The study provides the first detailed comparison and scaling relations for neutrino-driven convection in 3D supernova simulations, establishing it as the dominant instability mechanism.

Findings

Convective fluxes and energies align with buoyancy-driven convection expectations.

Positive convective flux correlates with buoyant driving regions.
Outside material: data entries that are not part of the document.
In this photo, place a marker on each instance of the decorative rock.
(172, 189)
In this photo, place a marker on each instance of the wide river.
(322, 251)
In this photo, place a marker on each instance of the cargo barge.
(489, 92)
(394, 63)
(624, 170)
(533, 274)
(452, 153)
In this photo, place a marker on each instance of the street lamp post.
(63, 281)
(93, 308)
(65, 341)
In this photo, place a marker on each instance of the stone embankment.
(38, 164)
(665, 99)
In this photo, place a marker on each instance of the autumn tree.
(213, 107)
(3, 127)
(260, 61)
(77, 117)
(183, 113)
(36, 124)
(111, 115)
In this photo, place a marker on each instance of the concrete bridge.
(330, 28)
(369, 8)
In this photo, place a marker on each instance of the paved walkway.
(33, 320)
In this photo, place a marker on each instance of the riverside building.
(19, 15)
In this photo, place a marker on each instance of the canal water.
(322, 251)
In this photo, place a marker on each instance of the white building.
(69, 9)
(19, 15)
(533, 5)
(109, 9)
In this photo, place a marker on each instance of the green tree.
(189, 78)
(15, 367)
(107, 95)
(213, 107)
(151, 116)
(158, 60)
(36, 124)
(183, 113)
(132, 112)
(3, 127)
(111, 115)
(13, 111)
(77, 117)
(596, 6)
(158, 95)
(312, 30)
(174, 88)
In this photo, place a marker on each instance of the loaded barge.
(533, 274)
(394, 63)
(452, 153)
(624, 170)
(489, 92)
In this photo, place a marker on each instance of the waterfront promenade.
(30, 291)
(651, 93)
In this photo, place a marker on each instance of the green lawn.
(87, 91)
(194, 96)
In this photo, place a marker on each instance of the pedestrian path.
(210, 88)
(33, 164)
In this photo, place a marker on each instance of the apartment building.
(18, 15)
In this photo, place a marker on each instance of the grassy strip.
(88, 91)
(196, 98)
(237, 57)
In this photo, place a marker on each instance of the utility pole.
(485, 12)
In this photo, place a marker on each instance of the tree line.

Convective luminosity and dissipation scale with neutrino power.

Abstract

Multi-dimensional instabilities have become an important ingredient in core-collapse supernova (CCSN) theory. Therefore, it is necessary to understand the driving mechanism of the dominant instability. We compare our parameterized three-dimensional CCSN simulations with other buoyancy-driven simulations and propose scaling relations for neutrino-driven convection. Through these comparisons, we infer that buoyancy-driven convection dominates post-shock turbulence in our simulations. In support of this inference, we present four major results. First, the convective fluxes and kinetic energies in the neutrino-heated region are consistent with expectations of buoyancy-driven convection. Second, the convective flux is positive where buoyancy actively drives convection, and the radial and tangential components of the kinetic energy are in rough equipartition (i.e. K_r ~ K_{\theta} + K_{\phi}). Both results are natural consequences of buoyancy-driven convection, and are commonly observed in simulations of convection. Third, buoyant driving is balanced by turbulent dissipation. Fourth, the convective luminosity and turbulent dissipation scale with the driving neutrino power. In all, these four results suggest that in neutrino-driven explosions, the multi-dimensional motions are consistent with neutrino-driven convection.